President Biden’s speech from Independence Hall and the “soul” of America

President Biden’s speech from Independence Hall and the “soul” of America September 2, 2022

President Joe Biden delivered a speech last night from Independence Hall in Philadelphia. I have been where he stood and was deeply moved by the experience.

It was here, at the “birthplace of America,” that the Second Continental Congress signed the Declaration of Independence in 1776. Eleven years later, in the same room, delegates to the Constitutional Convention created the United States Constitution.

In many ways, their work defined what the president called the “soul” of the nation, which he defined as “the breadth, the life and the essence of who we are.”

In his view, that “essence” is under threat from what he called “MAGA Republicans” who “are determined to take this country backwards, backwards to an America where there is no right to choose, no right to privacy, no right to contraception, no right to marry who you love.” He added that they “promote authoritarian leaders, and they fanned the flames of political violence that are a threat to our personal rights, to the pursuit of justice, to the rule of law, to the very soul of this country.”

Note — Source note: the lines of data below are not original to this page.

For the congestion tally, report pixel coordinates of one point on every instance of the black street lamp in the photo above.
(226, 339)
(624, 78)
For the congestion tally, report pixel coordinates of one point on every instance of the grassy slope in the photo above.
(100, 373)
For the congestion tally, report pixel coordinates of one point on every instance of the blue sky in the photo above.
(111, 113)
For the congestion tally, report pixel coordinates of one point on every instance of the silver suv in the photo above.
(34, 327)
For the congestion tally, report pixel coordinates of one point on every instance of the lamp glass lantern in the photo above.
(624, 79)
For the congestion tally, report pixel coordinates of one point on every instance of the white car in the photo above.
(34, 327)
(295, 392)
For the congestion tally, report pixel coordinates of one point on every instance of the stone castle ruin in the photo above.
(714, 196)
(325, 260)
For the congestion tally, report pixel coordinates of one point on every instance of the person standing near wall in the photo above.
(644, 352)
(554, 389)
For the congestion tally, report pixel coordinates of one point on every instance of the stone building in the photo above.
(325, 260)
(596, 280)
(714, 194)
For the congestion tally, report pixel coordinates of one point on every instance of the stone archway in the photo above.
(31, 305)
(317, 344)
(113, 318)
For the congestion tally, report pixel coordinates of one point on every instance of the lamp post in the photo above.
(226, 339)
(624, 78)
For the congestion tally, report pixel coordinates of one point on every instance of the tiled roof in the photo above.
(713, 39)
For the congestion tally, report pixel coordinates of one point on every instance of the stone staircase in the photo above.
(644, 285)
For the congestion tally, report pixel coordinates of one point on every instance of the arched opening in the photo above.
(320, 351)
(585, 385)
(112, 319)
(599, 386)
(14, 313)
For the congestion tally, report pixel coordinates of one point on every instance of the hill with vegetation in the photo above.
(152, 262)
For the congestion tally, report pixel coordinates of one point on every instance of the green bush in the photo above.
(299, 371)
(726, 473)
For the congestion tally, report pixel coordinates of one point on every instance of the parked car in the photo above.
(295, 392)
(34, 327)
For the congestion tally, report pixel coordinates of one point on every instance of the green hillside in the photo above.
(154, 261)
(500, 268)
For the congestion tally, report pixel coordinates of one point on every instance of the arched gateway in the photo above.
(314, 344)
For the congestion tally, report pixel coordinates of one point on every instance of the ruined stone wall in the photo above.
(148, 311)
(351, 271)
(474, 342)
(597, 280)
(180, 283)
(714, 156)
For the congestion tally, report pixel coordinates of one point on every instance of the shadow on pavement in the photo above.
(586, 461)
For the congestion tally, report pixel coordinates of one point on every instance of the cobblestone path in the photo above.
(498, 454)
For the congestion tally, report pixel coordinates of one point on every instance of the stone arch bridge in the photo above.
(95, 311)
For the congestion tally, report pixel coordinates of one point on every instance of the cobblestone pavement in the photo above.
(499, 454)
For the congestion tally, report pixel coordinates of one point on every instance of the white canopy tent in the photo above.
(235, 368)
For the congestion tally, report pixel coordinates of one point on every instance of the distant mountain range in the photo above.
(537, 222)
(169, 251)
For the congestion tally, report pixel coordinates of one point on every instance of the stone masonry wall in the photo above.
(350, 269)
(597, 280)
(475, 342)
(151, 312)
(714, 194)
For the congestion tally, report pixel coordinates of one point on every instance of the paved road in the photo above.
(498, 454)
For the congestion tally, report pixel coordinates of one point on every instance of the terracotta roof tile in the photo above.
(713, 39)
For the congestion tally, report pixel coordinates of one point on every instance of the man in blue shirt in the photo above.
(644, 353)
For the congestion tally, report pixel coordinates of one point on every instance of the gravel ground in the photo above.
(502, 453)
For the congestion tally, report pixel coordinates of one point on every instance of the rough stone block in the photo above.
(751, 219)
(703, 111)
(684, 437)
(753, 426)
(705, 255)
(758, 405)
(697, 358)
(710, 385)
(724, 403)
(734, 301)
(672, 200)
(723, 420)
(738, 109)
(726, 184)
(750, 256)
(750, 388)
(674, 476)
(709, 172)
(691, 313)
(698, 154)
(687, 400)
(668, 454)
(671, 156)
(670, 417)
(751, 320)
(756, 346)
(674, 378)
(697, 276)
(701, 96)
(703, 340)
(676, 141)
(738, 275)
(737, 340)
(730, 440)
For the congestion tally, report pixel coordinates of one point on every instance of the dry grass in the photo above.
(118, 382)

In response, the Republican National Committee called Mr. Biden the “divider-in-chief” and described the Democratic Party as “one of divisiveness, disgust, and hostility towards half the country.”

Unsurprisingly, when Republicans and Democrats were asked in a new Quinnipiac Poll, “Do you think the nation’s democracy is in danger of collapse,” 69 percent from each party said yes.

“Religion and morality are indispensable supports”

As I noted yesterday, our nation’s founders were convinced that personal virtue is indispensable to political unity. I would add today that the men who gathered in Independence Hall were equally convinced that religious commitment was foundational to personal and public virtue.

It was in Independence Hall that George Washington was appointed Commander in Chief of the Continental Army in 1775. When he delivered his “Farewell Address” in 1796 after his second term as president, he declared, “Of all the dispositions and habits which lead to political prosperity, religion and morality are indispensable supports.”

He added, “Let us with caution indulge the supposition that morality can be maintained without religion. Whatever may be conceded to the influence of refined education on minds of peculiar structure, reason and experience both forbid us to expect that national morality can prevail in exclusion of religious principle.”

Our second president, John Adams, stated two years later: “We have no government armed with power capable of contending with human passions unbridled by morality and religion.” He added, “Our Constitution was made only for a moral and religious people. It is wholly inadequate to the government of any other.”

How can you and I help Americans renew the moral and spiritual commitments President Washington believed were “indispensable” to our nation and her future?

“So that an opponent may be put to shame”

It is human nature to measure ourselves by other humans. If you and I attend worship services when others do not, if we live by biblical moral standards when others reject them, if we read the Bible and literature like this Daily Article when others do not, it is natural to consider ourselves to be more spiritual than others.

But in a culture as decadent as this one, simply being more spiritual than the people we know will not change the people we know.

Paul instructed Titus to “show yourself in all respects to be a model of good works, and in your teaching show integrity, dignity, and sound speech that cannot be condemned, so that an opponent may be put to shame, having nothing evil to say about us” (Titus 2:7–8, my emphasis).

When Paul asked Titus to live a life others could imitate, he was merely asking Titus to do what the apostle was already attempting to do himself. He sought to “give you in ourselves an example to imitate” (2 Thessalonians 3:9) and thus could say to them, “You yourselves know how you ought to imitate us” (v. 7).

Paul made the same request of Timothy: “Follow the pattern of the sound words that you have heard from me, in the faith and love that are in Christ Jesus” (2 Timothy 1:13). And he instructed him to pay this “pattern” forward: “What you have heard from me in the presence of many witnesses entrust to faithful men, who will be able to teach others also” (2 Timothy 2:2).

Given the clergy abuse scandals of recent years and our declining rate of church commitment, would our culture say Christians are living in ways they should imitate? If not, what moral authority can we possibly claim for calling them to our faith?

What we should ask of everything we do

Philosopher Immanuel Kant asserted that we should “act only in accordance with that maxim through which you can at the same time will that it become a universal law.” In other words, we should ask of everything we do: What if everyone did what I am about to do?

To change the culture, we must live in a way others should imitate. Said differently, we must follow Jesus so closely that those who follow us are led to him. Therefore, it is good to ask of everything we do: Will this glorify God or grieve him? Will it draw others to Christ or repel them from the faith?

Commenting on Jesus’ statement that Christians are the “salt of the earth” (Matthew 5:13), St. John Chrysostom (AD 347–407) observed: “If others lose their savor, then your ministry will help them regain it. But if you yourselves suffer that loss, you will drag others down with you. Therefore, the greater the undertakings put into your hands, the more zealous you must be.”

How “zealous” for your Lord will you be today?